Pierre-André de Chalendar, Chairman and Chief Executive Officer of Saint-Gobain, commented:

“In the unprecedented context of the coronavirus pandemic, Saint-Gobain has reacted firmly and efficiently thanks to the new organization by country and by market, taking decisions locally and coordinating internationally. Our priorities are clear. First and foremost, we want to protect the health and safety of the Group’s employees and other stakeholders across the globe. Secondly, we have further strengthened our liquidity and cash with new financing facilities, significantly cut planned investments and are strictly monitoring working capital. In addition to this financial solidity, the Group is adapting its production by reducing costs and using the available government-backed measures, particularly in terms of partial unemployment. Together with Benoit Bazin, Chief Operating Officer, I would like to thank all of our teams for their commitment and their responsiveness, and for leading by example. In the current context, the Board of Directors has today decided not to recommend any dividend distribution to the June 4, 2020 Shareholders’ Meeting. Depending on how the situation evolves, it will review the Group’s shareholder return policy by the end of the year.

Given the impact of the global economic crisis caused by the coronavirus, the Group expects a challenging second quarter 2020 before a recovery in the second half.

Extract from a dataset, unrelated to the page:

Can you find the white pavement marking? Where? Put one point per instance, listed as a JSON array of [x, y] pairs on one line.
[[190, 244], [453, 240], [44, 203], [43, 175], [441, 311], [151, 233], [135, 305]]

Due to the scale of the current uncertainties and the very different patterns of recovery from one country to the next, the Group is not currently in a position to give an earnings outlook for 2020.”


Sales were down 4.9% on a like-for-like basis. Despite a good start to the year in the European Regions and in the Americas, March saw the effects of the coronavirus spread beyond Asia-Pacific to the rest of the world. Volumes contracted 5.5% while prices rose 0.6% amid low inflation in energy and raw material costs.

On a reported basis, sales totaled €9,363 million, with a negative currency effect of 0.5% related mainly to the depreciation of the Brazilian real and Nordic krona. Note that the depreciation of these currencies was more pronounced in March alone (down 2.2%), along with that of the pound sterling and other emerging country currencies.

Changes in Group structure had a negative 4.4% impact on sales, chiefly reflecting disposals carried out as part of “Transform & Grow”, with negative structure impacts of 11.1% in Northern Europe (Distribution in Germany, Optimera in Denmark), 3.0% in Southern Europe - Middle East & Africa (in France with DMTP and K par K in distribution and expanded polystyrene, in the Netherlands with Glassolutions) and 9.3% in Asia-Pacific (Hankuk Glass Industries in South Korea). The structure impact also reflects the consolidation of our strong positions (Continental Building Products in North America as from February), and acquisitions in new niche technologies and services (American Seal), as well as in emerging countries (gypsum and mortars in Latin America). In light of the hyperinflationary environment in Argentina, this country which represents less than 1% of the Group’s consolidated sales, is excluded from the like-for-like analysis.